Что же с ним, Зелгом, случилось такое, что он валяется в постели, а все собрались вокруг, как возле смертельно больного? И чем закончилась битва?

Кассар смутно помнил, как ворвался во вражеские ряды, сея «смерть и разрушение». Ну, во всяком случае, демоны отчего-то выглядели испуганными. Всплывали в памяти отдельные эпизоды — Папланхузат, азартно мутузящий какого-то адского полководца; дикие крики безобразного демона, за которым гонялась по всему полю не менее безобразная демонесса; толпы странных существ, валящих из портала, более похожего на воронку смерча… И внезапный мрак, которому предшествовали снопы искр из глаз и незабываемое ощущение в затылке.

Его посетили одновременно две мысли.

Мысль первая: может быть, контузия?

Мысль вторая: выиграли, что ли?

— Люли-люли. Птуси-птуси-птуси.

Тут постель выкинула такое антраша, что несчастный герцог взлетел вместе со своими одеялами и подушками, словно на гребне океанского вала, а затем приземлился обратно, чтобы принять вынужденное участие в дальнейших скачках с препятствиями по пересеченной местности. Шлепнувшись на перину, как беспомощная медуза, выкинутая штормом на каменистый берег, он протестующе замычал.

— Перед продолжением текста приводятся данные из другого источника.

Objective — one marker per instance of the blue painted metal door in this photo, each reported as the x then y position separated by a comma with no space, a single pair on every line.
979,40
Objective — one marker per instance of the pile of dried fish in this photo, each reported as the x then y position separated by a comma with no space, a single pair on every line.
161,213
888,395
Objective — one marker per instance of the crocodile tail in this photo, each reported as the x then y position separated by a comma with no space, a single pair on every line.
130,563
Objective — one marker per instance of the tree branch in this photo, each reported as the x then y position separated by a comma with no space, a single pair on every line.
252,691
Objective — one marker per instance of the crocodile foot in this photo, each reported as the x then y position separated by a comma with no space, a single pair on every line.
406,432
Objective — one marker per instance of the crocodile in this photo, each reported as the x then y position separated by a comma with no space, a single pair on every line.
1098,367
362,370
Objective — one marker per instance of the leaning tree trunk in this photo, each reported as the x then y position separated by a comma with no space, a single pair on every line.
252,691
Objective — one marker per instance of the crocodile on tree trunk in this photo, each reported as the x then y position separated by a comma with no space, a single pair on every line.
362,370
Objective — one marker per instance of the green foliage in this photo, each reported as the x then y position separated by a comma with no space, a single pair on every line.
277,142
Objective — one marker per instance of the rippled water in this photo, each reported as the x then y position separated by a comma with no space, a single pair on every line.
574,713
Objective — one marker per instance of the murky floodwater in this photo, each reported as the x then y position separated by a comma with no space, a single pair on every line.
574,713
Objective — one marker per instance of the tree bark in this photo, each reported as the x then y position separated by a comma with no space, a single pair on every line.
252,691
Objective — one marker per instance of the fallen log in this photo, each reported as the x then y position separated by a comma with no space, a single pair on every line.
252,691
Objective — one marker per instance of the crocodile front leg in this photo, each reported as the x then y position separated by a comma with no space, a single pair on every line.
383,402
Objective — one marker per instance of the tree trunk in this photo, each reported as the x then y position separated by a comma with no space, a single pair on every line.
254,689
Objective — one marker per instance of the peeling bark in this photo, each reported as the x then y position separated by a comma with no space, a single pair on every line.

— Вот! — ликующе вскрикнул Узандаф, и звуки его голоса болезненным эхом отдались в каждом закоулке бедной Зелговой головы. — Я же говорил — тишина, полный покой и крепкий сон быстро приведут его в чувство.

Тут волшебным образом челюсти некроманта освободились от стягивающей их повязки, и он хотел было задать первый вопрос, но даже застонать как следует не успел. Могучая сила заставила его открыть рот, и туда хлынула теплая тягучая жидкость, хуже отвратительного запаха которой был только ее омерзительный вкус.

— Бр-р-р, — изрек герцог, когда у него перестали слезиться глаза и он снова обрел дар речи.

— Я же говорила, ребенку холодно! — рявкнула Гризольда, пыхая трубкой.

О, сказочный запах ее табака, которому позавидовал бы любой пиратский капитан, Зелг не мог спутать ни с чем.

Сверху на страдальца шлепнулось что-то мягкое. Судя по весу — несколько покрывал сразу.

— Ему нужно тепло и свежий воздух, — настаивала Гризольда.

Комната утопала в клубах табачного дыма.

— А может быть, все-таки жертву? — неуверенно предложил Мардамон.

— У него жар, — авторитетно заявил Дотт, — потрогайте его голову кто-нибудь. Да не ты, Думгар! Да не Мардамона!